Konjunktur: Rezession in Raten

Ersten Daten zufolge ist die Wirtschaft im dritten Quartal erneut geschrumpft. Nun wird diskutiert, ob das schon ein Abschwung ist.

Berlin - Neue Prognosen zur Entwicklung der deutschen Wirtschaft haben die Angst vor einer Rezession wieder geschürt. Nach einer am Mittwoch von der EU-Kommission vorgelegten Konjunkturprognose schrumpfte das Bruttoinlandsprodukt (BIP) seit April zwei Quartale in Folge. Damit wären die technischen Voraussetzungen für eine Rezession zumindest erfüllt. Auch das Deutsche Institut für Wirtschaftsforschung (DIW) geht davon aus, dass die deutsche Wirtschaftsleistung im Sommer erneut zurückgegangen ist.

Der Rückgang zwischen Juli und September beträgt nach Angaben der Kommission 0,2 Prozent, nach 0,5 Prozent im vorigen Quartal. „Der Wachstumsausblick für die zweite Hälfte dieses Jahres hat sich klar verschlechtert“, erklärte EU-Wirtschaftskommissar Joaquín Almunia mit Blick auf die Bundesrepublik. Grund sind die hohen Energie- und Lebensmittelpreise sowie die weltweite Finanzkrise. Für das Gesamtjahr rechnet Almunia wegen des starken ersten Quartals dennoch weiter mit einem Wachstumsplus von 1,8 Prozent in Deutschland.

Das DIW sagt für das laufende dritte Quartal ein Minus von 0,1 Prozent zum Vorquartal voraus. Zuvor hatten die Berliner Forscher noch ein leichtes Plus von 0,1 Prozent prognostiziert. Derzeit schwächele die deutsche Wirtschaft, sagte DIW-Konjunkturexperte Stefan Kooths. „Eine konjunkturelle Krise ist aber nicht in Sicht.“ Besonders schlecht werden die Aussichten für die Industrie eingeschätzt: Für das Produzierende Gewerbe sagt das DIW einen Rückgang um 1,5 Prozent vorher. Die Dienstleistungssektoren seien dagegen im Aufwind.

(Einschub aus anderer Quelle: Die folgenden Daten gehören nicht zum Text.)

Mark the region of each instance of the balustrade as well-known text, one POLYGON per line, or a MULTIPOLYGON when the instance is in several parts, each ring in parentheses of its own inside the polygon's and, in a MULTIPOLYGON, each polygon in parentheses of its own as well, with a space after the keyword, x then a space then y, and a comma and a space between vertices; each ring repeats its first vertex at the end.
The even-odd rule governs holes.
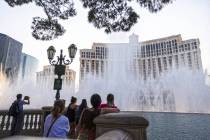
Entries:
MULTIPOLYGON (((22 135, 40 136, 42 124, 42 110, 25 110, 22 135)), ((8 110, 0 110, 0 138, 10 135, 12 118, 8 110)))
MULTIPOLYGON (((44 118, 50 113, 51 107, 40 110, 24 110, 24 125, 21 135, 41 136, 44 118)), ((0 138, 10 135, 11 116, 8 110, 0 110, 0 138)), ((121 112, 100 115, 94 120, 96 124, 97 140, 119 139, 122 140, 146 140, 146 128, 149 122, 141 117, 138 112, 121 112)), ((22 138, 21 138, 22 139, 22 138)))

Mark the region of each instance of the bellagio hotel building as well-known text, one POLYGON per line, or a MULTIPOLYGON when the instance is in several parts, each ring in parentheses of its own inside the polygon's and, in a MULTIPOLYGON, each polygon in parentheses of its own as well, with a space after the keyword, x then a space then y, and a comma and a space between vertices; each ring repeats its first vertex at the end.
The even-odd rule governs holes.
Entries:
POLYGON ((92 49, 81 49, 80 80, 88 74, 103 76, 109 48, 113 46, 135 48, 131 69, 139 79, 156 79, 172 68, 183 66, 193 71, 202 70, 199 39, 182 40, 181 35, 173 35, 139 42, 138 38, 132 34, 129 43, 93 43, 92 49))

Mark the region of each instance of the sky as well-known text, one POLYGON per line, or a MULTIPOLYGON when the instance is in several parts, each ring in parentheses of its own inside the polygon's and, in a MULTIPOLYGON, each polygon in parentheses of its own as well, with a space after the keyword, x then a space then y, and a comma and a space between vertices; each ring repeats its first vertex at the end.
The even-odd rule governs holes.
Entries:
MULTIPOLYGON (((74 0, 77 16, 62 21, 66 33, 53 41, 38 41, 31 35, 32 18, 46 17, 41 7, 34 3, 11 8, 0 0, 0 33, 11 36, 23 43, 23 52, 36 57, 40 62, 39 70, 48 65, 46 50, 55 46, 57 55, 60 49, 67 54, 70 44, 78 49, 91 48, 93 42, 123 43, 128 42, 132 33, 139 35, 139 41, 151 40, 170 35, 181 34, 183 40, 199 38, 204 70, 210 73, 210 1, 209 0, 175 0, 160 12, 152 14, 147 9, 134 5, 140 19, 129 32, 106 34, 103 29, 96 29, 87 21, 87 9, 81 2, 74 0)), ((70 68, 79 77, 79 50, 70 68)))

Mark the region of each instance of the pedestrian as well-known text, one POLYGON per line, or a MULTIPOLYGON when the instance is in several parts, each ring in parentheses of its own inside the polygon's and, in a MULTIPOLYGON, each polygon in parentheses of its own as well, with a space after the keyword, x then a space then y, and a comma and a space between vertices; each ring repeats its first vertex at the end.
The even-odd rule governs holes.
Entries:
POLYGON ((44 137, 67 138, 70 126, 68 118, 63 115, 64 109, 64 100, 54 102, 53 109, 44 122, 44 137))
POLYGON ((66 111, 66 116, 69 119, 69 124, 70 124, 70 132, 69 132, 69 136, 71 138, 75 137, 75 127, 76 127, 76 109, 78 107, 77 103, 77 98, 72 96, 71 97, 71 102, 67 108, 66 111))
POLYGON ((19 135, 24 123, 23 105, 30 104, 30 98, 25 96, 22 100, 23 95, 17 94, 16 100, 12 103, 9 109, 9 115, 13 117, 11 124, 11 135, 19 135))
POLYGON ((90 99, 92 108, 85 109, 77 126, 78 140, 94 140, 96 137, 96 125, 93 120, 100 114, 119 112, 118 108, 100 108, 101 97, 93 94, 90 99))
POLYGON ((86 99, 82 99, 82 102, 81 104, 79 105, 79 107, 77 108, 77 111, 76 111, 76 125, 79 123, 79 118, 81 116, 81 113, 84 109, 87 109, 88 106, 87 106, 87 101, 86 99))
POLYGON ((101 104, 100 108, 117 108, 114 104, 114 95, 113 94, 109 93, 107 95, 106 100, 107 100, 107 103, 101 104))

Anders als die Berliner Forscher sieht das gewerkschaftsnahe Konjunkturinstitut IMK Deutschland auf dem Weg in eine Rezession. „Die Zahlen für das dritte Quartal deuten darauf hin. Besonders die Produktionszahlen von Juli sind ein sehr starkes Indiz“, sagte IMK-Direktor Gustav Horn dem Tagesspiegel. Auch wenn das schlechte zweite Quartal vor allem eine Anpassung an die überraschend starken ersten drei Monate des Jahres gewesen sei: „Die Aussichten sind nicht gut.“

Auch der Internationale Währungsfonds schließt einen Abschwung in Deutschland offenbar nicht aus. Wie „Zeit Online“ unter Berufung auf einen Entwurf des neuen Weltwirtschaftsausblicks berichtet, hält der Fonds eine Rezession „für möglich“. 2009 werde die deutsche Wirtschaft demnach um weniger als ein Prozent wachsen.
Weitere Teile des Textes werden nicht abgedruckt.